I want to go back to your master-detail editing example, Jacob.   There is 
still one important question left.   You gave a good description that you use 
nested conversations to "simulate" a kind of  continuation approach. And to 
create "snapshots" that represent continuable state,  you are using a clever 
mechanism to  clone Entities and merge them again with a persistence context.   
 So far, so good.

But in your first post you also mentioned that you're continuing the nested 
conversations until the end of the application transaction.     My question:   
When the user finally clicks the submit button and your action method persists 
the state that has been accumulated by the long-running conversation,  how do 
you end all nested conversations up to including the root conversation?

The problem ist that an @End annotation does only end the current conversation. 
 And if the current conversation is a nested conversation, it is popped from 
the conversation stack and then parent conversation resumes again.
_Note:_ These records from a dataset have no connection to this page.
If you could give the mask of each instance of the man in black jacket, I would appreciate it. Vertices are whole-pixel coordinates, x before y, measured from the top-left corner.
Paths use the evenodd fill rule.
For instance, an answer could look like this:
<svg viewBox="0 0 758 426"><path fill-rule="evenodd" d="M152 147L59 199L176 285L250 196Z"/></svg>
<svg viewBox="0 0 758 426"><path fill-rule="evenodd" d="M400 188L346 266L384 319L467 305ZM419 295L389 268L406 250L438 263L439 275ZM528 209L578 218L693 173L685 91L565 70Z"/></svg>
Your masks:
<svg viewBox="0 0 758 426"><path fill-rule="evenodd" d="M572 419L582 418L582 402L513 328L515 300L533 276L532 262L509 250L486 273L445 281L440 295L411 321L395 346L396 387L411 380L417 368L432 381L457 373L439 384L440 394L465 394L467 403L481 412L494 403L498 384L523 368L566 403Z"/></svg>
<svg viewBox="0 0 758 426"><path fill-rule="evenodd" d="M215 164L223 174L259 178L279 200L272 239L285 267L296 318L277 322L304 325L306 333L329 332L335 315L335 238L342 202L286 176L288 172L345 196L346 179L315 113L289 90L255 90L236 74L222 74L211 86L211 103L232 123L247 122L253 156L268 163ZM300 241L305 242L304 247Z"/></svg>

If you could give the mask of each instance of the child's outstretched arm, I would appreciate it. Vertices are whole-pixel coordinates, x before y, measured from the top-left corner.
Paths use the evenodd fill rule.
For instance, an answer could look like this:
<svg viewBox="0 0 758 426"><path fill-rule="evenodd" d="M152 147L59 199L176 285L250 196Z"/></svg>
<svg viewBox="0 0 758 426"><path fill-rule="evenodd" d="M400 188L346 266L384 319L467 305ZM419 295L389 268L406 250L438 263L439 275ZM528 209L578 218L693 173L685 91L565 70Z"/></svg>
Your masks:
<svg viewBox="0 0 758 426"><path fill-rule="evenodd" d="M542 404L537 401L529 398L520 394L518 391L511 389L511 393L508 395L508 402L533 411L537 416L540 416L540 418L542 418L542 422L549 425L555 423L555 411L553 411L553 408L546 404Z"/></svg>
The same 
applies to the "end-conversation" element used in pages.xml config file.

When you end the innermost nested conversation, do you simply use the timeout 
mechanism to destroy all enclosing conversations up to including the root 
conversation?    

Or do you use some tricks such as calling the Seam Conversation manager to 
explicitly end all conversations on the conversation stack?   (I don't know if 
that would easily be possible, given that some methods of the Conversation 
Manager we probably would have to call aren't public but instead private 
methods.)


In July I already wrote on this forum that it would be nice if there was a way 
to end all conversations on the conversation stack (some sort of "transitive" 
end), but unfortunately there was  any interest.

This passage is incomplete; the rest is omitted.